Dans la nuit du dimanche 22 au lundi 23 mars 2026, les forces de l’ordre ont mené une vaste opération de déguerpissement dans le quartier commerçant de Madina, à Conakry. Objectif : libérer les emprises routières occupées illégalement sur les axes de ce grand centre de négoce de la capitale. Le directeur général de la Police nationale a personnellement conduit l’opération sur le terrain.

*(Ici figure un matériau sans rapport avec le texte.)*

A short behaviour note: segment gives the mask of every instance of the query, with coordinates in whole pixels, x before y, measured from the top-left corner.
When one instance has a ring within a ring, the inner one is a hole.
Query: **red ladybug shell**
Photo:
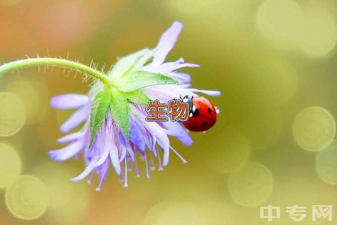
[[[187,121],[183,122],[185,127],[191,131],[205,131],[213,126],[217,121],[217,111],[214,106],[203,97],[195,97],[192,100],[192,113]]]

Les engins sont entrés en action à 20 heures pile. Dans la nuit de Madina, les phares des chargeuses illuminaient les façades des boutiques fermées, pendant que leurs godets raclaient le bitume pour emporter tables, palettes, étals en bois et marchandises abandonnées à la hâte. Une scène qui ressemblait moins à un marché qu’à un chantier de démolition, et c’était précisément l’intention.
Un dispositif impressionnant déployé dans la nuit
Sur les images publiées par la Direction générale de la Police nationale, le tableau est saisissant. Des chargeuses de marque XCMG et JCB manœuvrent au cœur du quartier, leurs bennes chargées de débris de bois, de ferrailles et de détritus arrachés à la chaussée. Autour d’elles, des cordons de policiers en tenue d’intervention, casques, uniformes bleus, armes au poing, encadrent le périmètre sous les lumières des lampadaires et des phares. Des riverains, curieux ou concernés, observent la scène à distance.

Plus loin, on aperçoit le directeur général lui-même, en civil, au cœur des échanges avec ses équipes, doigt pointé vers les zones encore à dégager, pendant qu’un engin JCB poursuit sa progression en arrière-plan.
Au sol, le résultat est éloquent : des monceaux de planches brisées, de tôles tordues, de pneus usagés et de déchets divers s’accumulent là où, quelques heures plus tôt, des centaines de commerçants occupaient la voie publique.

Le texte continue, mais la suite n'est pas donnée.